2. Gas Mixtures in Chemical Reactions

In a laboratory setting, chemists often deal with mixtures of gases when conducting experiments. For instance, consider a reaction involving hydrogen (H₂) and oxygen (O₂) gases in a closed container. If both gases are at a pressure of 200 mmHg, Dalton’s Law allows us to determine the total pressure in the system after they are mixed.

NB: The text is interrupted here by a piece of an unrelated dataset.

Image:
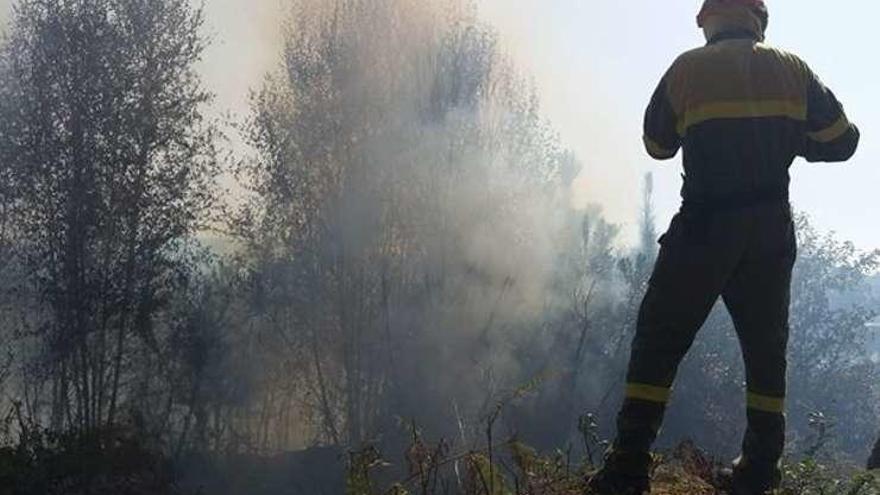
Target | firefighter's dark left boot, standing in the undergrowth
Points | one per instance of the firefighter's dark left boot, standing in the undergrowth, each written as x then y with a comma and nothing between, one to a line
622,474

• Partial pressure of H₂: 200 mmHg
• Partial pressure of O₂: 200 mmHg

Applying Dalton’s Law:
Total Pressure = Partial pressure of H₂ + Partial pressure of O₂ = 200 mmHg + 200 mmHg = 400 mmHg

This example is crucial for predicting the behavior of gas reactions, particularly in stoichiometric calculations.

Notes

• Reactions involving gases often change partial pressures, especially if gases react to form new products.

3. Understanding the Behavior of Gases in Scuba Diving

Scuba divers must understand the principles of gas laws, including Dalton’s Law, to ensure safety underwater. When a diver descends, the pressure increases, affecting the partial pressures of the gases in their breathing mixture (usually air). At a depth of 10 meters, the pressure is approximately 2 atmospheres (or about 1520 mmHg).

Assuming the diver breathes air, the partial pressures at this depth are:

• Partial pressure of O₂: 0.21 * 1520 mmHg = 319.2 mmHg
• Partial pressure of N₂: 0.78 * 1520 mmHg = 1187.2 mmHg

Total Pressure = 319.2 mmHg + 1187.2 mmHg = 1506.4 mmHg (close to 1520 mmHg due to minor variations)

Understanding these pressures is vital for avoiding nitrogen narcosis and managing decompression.

Notes

• Divers often use special gas mixtures, such as nitrox, to alter the proportions of oxygen and nitrogen, influencing the partial pressures involved.